Największe nawałnice szczęśliwie ominęły znaczny obszar Dalmacji, gdzie najchętniej wypoczywają Polacy o tej porze roku. Mimo, że doszło do szkód, to jednak nie były one tak poważne jak w regionach położonych bardziej na północ.
W rejonie Zagrzebia odnotowano największą prędkość wiatru w dziejach pomiarów. Podczas przechodzenia wału szkwałowego poprzedzającego superkomórkę burzową, porywy dochodziły do nawet 180 kilometrów na godzinę. Niestety, zginęły co najmniej 4 osoby, a ponad 100 zostało rannych.
19.07.2023. Votlino, Zagreb pic.twitter.com/ME1SdbbAFC
— Leonarda Srdelić (@LeonardaS93) July 19, 2023
W krótkim czasie spadło aż 40 litrów deszczu na metr kwadratowy ziemi, czyli przeszło połowa tego, co powinno przez cały lipiec. To musiało się skończyć masowymi podtopieniami dróg, piwnic i podziemnych garaży.

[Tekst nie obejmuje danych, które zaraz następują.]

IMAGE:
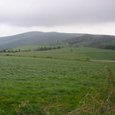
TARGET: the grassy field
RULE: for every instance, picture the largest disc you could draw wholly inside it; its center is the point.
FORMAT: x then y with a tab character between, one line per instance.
57	82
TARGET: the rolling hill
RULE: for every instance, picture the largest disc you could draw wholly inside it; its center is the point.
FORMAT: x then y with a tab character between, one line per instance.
52	38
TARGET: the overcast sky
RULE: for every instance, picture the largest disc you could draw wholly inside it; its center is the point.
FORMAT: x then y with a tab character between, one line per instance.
77	16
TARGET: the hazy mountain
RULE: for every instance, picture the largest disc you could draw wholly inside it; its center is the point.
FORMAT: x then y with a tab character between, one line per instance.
70	39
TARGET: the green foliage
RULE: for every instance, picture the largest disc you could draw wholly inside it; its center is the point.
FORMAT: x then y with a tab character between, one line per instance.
57	82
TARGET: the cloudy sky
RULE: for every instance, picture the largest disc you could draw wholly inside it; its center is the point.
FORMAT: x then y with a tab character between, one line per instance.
75	16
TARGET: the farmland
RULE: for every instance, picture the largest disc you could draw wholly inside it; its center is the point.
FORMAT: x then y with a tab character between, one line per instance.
57	82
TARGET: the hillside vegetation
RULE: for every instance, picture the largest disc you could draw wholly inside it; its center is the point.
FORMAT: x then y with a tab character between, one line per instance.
61	39
57	82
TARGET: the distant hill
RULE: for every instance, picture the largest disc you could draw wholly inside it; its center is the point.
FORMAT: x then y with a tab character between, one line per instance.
52	38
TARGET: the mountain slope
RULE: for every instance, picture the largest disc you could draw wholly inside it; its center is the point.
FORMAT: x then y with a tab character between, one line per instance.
48	38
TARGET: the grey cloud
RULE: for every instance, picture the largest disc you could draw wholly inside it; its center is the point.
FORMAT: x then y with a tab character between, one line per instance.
56	12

W sąsiedniej Serbii szkody są bardzo podobne. Strażacy interweniowali w nocy tysiące razy. W jednej tylko miejscowości, Sremskiej Mitrovicy, rannych zostało 40 osób, gdy w powietrzu unosiły się zadaszenia budynków, a drogi usłane były konarami.
🌪️🌬️🌧️⛈️ Ein schwerer Sturm hat in #Zagreb, #Kroatien, verheerende Schäden angerichtet 🇭🇷 pic.twitter.com/e9RBD9TyXE
— GeorgeOrwell3 (@george_orwell3) July 20, 2023
Lokalny dziennik „Jutarnji list” napisał, że tak poważnych szkód na tych terenach nie widziano nawet podczas wojny w latach 90. ubiegłego wieku. Szkody materialne są bardzo poważne, a ich usuwanie potrwa długi czas.